Я не обижаюсь на родителей, хотя в детстве, конечно, мне хотелось, чтобы они чаще были рядом. Мы много говорили на эту тему, и ко мне довольно рано пришло осознание, что для абсолютного счастья человеку необходима в том числе и личная самореализация.

Оля Полякова в 1989 году
Оле Поляковой – 5 лет

Сейчас я понимаю маму, как никто другой. Я делаю карьеру и не могу проводить с детьми столько времени, сколько хотелось бы. Когда муж заводит разговор о третьем ребенке – он хочет мальчика, – я понимаю, что это было бы несправедливо по отношению к будущему малышу. Я даже не смогу кормить грудью из­за нехватки времени. Меня просто физически нет дома.

С одной стороны, мне жаль, что я упускаю многие моменты взросления Маши и Алисы. С другой – у родителей должна быть своя жизнь. Я считаю, что лучше иметь рядом состоявшуюся, спокойную, удовлетворенную маму, чем издерганную нереализованную истеричку.

Каждую свободную секунду я провожу с детьми. В отпуске и на выходных никогда не беру няню. Всегда с дочками отдыхаю сама. Свое отсутствие я стараюсь компенсировать усиленным вниманием и, естественно, подарками.

Оля Полякова с дочкой Машей
Оля Полякова с дочкой Машей в проекте “Берегите чувства”, 2015 год

Есть мнение, что у работающих родителей нарушен контакт с детьми во взрослом возрасте. Это неправда! У меня с мамой невероятные отношения. И я делаю все, чтобы такое же понимание было у нас с Машей и Алисой. Я только сейчас стала понимать, как непросто было маме с моей требовательностью и бескомпромиссностью. Если одни идут к цели, не замечая препятствий, то я при этом еще и никогда не утруждалась лишними объяснениями, что и для чего делаю.

Был однажды случай. В летнее время, лет с пяти, мама меня всегда брала с собой в пионерлагерь. И вот как­-то я прибежала к ней в медпункт и говорю: «Дай мне белые носки!» Без подробностей. Быстро дай – и все тут! Конечно, по утрам мама меня одевала во все чистенькое-­беленькое, но вокруг был лес, и уже к обеду я была по колено в грязи. Стирали тогда вручную, и мама за мной просто никак не успевала. Вот и сказала, чтобы я ходила так до вечера, а чистые белые носки будут завтра.

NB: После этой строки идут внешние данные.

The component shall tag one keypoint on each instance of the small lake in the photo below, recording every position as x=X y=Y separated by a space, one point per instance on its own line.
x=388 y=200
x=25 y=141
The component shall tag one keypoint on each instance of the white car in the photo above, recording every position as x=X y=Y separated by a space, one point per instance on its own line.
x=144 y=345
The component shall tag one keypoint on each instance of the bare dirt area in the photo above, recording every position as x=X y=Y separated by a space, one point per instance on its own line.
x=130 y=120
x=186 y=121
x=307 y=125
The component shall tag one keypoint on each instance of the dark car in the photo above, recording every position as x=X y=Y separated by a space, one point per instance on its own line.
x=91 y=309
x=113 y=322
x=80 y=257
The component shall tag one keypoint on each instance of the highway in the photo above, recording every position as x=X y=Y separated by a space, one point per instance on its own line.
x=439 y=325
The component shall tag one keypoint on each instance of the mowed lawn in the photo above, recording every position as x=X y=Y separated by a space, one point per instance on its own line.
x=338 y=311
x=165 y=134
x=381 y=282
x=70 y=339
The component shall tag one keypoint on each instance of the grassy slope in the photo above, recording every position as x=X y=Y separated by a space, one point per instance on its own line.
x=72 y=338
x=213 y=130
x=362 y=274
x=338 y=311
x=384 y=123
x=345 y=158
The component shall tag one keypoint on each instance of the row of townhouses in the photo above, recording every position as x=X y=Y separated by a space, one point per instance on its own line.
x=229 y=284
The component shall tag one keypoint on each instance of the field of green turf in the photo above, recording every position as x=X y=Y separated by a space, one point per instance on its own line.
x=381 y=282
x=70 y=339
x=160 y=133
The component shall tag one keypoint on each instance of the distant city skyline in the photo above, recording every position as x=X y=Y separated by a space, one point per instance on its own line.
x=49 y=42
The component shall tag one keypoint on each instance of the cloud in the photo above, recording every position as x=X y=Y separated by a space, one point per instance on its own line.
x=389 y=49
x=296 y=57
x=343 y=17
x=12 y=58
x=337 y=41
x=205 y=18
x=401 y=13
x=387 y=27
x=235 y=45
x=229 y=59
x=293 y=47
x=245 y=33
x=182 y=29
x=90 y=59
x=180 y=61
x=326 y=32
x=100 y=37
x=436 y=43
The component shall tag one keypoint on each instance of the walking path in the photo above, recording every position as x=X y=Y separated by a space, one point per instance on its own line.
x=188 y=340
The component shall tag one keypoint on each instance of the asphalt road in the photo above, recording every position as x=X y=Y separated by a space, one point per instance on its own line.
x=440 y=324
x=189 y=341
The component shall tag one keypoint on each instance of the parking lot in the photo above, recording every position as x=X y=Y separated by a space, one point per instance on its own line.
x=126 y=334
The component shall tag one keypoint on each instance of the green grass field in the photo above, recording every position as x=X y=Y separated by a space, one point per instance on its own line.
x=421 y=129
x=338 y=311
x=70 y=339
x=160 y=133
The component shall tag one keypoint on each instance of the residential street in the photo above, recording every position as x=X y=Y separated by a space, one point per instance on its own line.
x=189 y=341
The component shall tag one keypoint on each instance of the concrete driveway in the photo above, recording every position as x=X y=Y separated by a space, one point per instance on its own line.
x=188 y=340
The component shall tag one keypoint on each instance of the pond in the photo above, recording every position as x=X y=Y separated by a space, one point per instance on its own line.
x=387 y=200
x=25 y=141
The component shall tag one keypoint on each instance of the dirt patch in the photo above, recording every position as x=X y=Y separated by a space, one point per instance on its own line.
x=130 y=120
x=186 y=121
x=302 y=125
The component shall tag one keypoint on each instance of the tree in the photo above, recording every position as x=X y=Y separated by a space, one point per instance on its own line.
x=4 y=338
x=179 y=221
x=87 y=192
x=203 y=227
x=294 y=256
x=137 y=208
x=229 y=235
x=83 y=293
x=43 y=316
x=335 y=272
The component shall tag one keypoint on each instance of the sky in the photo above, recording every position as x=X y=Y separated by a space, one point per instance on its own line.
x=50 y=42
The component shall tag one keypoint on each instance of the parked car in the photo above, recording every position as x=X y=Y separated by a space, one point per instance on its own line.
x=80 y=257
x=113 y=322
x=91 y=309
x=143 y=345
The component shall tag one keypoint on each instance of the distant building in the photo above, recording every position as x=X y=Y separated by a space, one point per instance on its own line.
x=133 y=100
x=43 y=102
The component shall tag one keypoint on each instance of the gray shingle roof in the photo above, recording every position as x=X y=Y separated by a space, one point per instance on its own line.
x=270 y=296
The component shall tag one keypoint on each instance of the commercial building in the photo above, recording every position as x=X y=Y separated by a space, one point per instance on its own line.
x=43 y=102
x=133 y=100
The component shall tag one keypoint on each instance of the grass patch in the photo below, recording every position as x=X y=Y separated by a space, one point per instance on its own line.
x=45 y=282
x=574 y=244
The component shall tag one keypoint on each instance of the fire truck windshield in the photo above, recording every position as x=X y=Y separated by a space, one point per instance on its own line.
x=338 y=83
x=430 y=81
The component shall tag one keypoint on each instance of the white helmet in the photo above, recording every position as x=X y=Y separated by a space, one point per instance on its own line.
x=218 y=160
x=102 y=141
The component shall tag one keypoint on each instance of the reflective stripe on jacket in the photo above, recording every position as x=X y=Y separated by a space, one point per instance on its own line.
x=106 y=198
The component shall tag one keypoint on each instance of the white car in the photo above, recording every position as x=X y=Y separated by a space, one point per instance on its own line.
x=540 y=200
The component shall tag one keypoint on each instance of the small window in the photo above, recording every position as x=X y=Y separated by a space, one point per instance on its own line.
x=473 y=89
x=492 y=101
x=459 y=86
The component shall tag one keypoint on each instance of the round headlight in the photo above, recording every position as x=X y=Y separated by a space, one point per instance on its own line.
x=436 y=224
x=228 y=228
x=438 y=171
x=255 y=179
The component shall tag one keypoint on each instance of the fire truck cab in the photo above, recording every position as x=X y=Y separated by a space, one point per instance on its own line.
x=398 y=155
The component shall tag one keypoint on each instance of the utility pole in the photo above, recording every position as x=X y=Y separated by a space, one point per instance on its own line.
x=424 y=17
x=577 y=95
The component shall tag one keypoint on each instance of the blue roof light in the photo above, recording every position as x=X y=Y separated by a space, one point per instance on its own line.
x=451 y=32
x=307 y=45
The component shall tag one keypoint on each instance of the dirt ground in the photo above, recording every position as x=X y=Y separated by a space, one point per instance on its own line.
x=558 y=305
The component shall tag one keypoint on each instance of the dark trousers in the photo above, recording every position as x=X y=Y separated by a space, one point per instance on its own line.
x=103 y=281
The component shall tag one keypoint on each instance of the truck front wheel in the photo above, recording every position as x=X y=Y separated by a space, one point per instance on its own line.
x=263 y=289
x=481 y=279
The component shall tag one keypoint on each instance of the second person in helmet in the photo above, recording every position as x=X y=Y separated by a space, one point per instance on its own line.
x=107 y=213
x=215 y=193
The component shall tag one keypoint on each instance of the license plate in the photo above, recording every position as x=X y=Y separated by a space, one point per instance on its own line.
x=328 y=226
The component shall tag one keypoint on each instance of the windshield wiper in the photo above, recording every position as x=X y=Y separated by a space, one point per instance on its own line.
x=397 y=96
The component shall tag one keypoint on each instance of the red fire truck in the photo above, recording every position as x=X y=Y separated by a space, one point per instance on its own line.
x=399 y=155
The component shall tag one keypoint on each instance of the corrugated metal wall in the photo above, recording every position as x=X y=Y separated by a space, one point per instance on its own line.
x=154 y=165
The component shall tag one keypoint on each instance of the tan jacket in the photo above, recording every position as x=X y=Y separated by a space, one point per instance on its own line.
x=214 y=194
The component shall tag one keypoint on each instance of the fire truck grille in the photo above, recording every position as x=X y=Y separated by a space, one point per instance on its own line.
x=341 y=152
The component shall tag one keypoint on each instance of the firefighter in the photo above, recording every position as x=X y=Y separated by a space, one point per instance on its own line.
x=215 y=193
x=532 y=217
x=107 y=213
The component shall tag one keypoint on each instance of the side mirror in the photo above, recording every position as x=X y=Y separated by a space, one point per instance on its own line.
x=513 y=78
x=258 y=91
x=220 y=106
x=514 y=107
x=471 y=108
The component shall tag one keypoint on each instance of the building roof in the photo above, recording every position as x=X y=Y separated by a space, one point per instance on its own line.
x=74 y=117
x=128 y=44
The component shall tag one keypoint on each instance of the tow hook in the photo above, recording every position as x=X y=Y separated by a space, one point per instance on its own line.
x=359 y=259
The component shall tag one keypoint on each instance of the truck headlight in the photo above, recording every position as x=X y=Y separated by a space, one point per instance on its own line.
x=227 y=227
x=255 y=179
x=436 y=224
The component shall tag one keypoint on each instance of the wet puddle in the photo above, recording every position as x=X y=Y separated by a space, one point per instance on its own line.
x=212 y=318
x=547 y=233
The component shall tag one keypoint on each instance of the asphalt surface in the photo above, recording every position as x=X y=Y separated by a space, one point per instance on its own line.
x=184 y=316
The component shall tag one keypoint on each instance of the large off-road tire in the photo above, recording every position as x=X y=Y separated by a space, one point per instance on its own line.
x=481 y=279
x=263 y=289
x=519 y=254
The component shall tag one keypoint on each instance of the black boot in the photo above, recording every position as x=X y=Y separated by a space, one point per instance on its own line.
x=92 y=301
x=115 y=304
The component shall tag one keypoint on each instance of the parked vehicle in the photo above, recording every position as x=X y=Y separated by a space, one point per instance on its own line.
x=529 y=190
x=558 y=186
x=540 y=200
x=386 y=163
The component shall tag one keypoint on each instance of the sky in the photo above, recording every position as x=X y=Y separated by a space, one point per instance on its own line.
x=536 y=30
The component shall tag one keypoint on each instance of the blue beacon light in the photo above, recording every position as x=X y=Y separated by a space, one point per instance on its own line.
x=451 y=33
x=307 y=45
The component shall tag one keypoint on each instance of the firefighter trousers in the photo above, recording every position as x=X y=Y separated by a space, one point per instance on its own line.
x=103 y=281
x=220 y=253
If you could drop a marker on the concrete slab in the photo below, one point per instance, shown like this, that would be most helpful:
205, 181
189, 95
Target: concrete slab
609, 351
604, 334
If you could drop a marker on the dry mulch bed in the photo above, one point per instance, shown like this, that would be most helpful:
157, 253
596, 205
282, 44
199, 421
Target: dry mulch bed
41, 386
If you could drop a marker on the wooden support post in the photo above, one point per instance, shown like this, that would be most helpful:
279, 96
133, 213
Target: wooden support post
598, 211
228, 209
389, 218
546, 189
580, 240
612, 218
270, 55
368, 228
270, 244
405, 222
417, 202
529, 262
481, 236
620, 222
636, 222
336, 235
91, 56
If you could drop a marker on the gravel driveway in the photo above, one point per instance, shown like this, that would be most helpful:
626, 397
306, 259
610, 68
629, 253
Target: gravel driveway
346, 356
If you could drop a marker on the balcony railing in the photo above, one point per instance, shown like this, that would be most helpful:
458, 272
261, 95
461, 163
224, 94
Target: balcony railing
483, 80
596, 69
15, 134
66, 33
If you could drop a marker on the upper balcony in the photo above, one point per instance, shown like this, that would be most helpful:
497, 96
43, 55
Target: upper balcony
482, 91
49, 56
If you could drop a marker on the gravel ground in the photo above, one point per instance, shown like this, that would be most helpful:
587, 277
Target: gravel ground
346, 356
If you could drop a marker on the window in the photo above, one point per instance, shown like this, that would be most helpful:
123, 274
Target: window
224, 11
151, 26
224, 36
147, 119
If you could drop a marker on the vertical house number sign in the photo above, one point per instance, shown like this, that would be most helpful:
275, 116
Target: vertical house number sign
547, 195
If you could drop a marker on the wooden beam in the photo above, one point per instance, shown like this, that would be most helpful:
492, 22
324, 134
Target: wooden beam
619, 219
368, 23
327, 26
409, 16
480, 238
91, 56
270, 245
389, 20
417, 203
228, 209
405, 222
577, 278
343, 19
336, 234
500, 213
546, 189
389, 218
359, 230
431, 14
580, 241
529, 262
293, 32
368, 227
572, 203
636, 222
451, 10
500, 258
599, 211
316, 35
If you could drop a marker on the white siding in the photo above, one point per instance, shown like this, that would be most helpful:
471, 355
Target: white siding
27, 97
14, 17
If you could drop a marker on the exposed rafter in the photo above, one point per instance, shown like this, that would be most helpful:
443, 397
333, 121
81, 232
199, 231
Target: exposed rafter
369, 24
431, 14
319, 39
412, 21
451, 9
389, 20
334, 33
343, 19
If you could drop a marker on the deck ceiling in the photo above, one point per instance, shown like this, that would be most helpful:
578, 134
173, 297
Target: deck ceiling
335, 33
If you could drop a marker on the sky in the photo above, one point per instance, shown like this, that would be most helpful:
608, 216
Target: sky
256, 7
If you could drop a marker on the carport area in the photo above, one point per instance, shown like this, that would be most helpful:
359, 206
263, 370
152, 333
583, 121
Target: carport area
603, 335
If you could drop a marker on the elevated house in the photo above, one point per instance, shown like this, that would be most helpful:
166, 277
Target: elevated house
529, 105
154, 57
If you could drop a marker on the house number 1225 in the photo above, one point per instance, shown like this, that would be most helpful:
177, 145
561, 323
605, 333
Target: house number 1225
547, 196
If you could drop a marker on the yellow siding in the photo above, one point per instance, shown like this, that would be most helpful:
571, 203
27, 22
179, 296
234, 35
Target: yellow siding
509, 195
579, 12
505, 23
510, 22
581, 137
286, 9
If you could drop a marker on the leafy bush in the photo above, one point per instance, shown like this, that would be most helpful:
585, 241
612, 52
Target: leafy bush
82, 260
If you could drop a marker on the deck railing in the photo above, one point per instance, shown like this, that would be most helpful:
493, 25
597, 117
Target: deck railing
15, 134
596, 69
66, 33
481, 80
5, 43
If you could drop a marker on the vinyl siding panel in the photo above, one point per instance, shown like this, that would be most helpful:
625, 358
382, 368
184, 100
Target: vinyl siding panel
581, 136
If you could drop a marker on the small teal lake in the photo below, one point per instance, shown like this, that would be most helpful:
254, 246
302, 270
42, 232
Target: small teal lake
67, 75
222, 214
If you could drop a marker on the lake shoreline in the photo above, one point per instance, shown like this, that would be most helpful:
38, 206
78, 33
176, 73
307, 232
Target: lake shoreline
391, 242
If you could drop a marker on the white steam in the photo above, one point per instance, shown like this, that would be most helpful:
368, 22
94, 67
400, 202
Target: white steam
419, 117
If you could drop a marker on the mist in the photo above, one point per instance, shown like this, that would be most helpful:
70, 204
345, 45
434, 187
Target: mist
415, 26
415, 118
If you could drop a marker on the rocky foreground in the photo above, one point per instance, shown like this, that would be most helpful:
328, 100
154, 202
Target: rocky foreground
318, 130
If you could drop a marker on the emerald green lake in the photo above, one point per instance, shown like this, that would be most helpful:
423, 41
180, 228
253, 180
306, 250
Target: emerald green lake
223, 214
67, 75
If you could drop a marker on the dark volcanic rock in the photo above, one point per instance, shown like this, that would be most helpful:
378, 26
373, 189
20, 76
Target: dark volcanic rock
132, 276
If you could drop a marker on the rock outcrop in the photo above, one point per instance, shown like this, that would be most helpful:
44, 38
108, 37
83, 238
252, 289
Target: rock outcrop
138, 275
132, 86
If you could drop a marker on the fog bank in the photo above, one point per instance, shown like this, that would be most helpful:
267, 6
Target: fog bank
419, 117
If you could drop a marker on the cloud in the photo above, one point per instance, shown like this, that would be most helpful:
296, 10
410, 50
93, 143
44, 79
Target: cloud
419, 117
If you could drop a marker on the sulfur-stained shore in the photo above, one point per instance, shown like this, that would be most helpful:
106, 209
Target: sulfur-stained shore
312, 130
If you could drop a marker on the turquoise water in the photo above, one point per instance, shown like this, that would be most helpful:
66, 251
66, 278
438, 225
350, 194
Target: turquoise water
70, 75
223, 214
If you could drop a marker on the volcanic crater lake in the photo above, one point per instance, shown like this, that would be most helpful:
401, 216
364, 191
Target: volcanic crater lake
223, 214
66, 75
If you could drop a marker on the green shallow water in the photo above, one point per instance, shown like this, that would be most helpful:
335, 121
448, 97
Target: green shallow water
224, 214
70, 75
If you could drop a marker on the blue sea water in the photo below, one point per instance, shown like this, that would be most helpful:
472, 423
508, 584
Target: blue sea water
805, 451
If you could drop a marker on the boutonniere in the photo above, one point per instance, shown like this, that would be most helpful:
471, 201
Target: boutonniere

Но я, ничего не объясняя, устроила скандал – кричала, рыдала, в итоге получила по заднице, с тем и ушла. Мама расстроилась, вышла на улицу и услышала, как где-­то недалеко сорванным, заплаканным голосом ее девочка поет «Выглянуло солнышко…». Вот так она и узнала, что у меня был концерт и мне нужна была «сценическая» одежда.

Вы так любили музыку, что готовы были на все? Насколько я знаю, вы самостоятельно и единолично приняли решение после школы поступать в училище…

О, это было гораздо позже. Сначала я самостоятельно записалась в музыкальную школу. К нам в обычную общеобразовательную пришли учителя из музыкалки, провели «прослушивание», я что-­то им спела, прохлопала ритм, и меня взяли. Мамы тогда рядом не было, а бабушку я просто поставила в известность, что теперь ей надо платить семнадцать рублей в месяц за еще одну мою учебу.

Осваивать фортепиано мне пришлось с помощью мела и крышки серванта, так как в первый год никому не пришло в голову купить мне инструмент! Так и играла – по нарисованным клавишам. Но уже во втором классе мне купили пианино «Украина», оно до сих пор стоит в нашей винницкой квартире.

Не могу сказать, что я обожала заниматься музыкой или мечтала связать с ней свое будущее. Бывало всякое: как и многие дети, я тоже часто отлынивала от занятий. Но стоило маме пригрозить, что мы продадим фортепиано и на его место поставим кровать, я начинала так усердно заниматься, что переигрывала руку.

Оля Полякова

Одно время я даже в гипсе ходила, так как не могла выработать систему. Ведь, чтобы сухожилия привыкли, дети должны заниматься хотя бы два часа в день, а я металась из крайности в крайность. Перед концертами могла по десять часов играть! Так и заработала травму руки. Сколько лет прошло, а она и сейчас на погоду иногда ноет, дает о себе знать.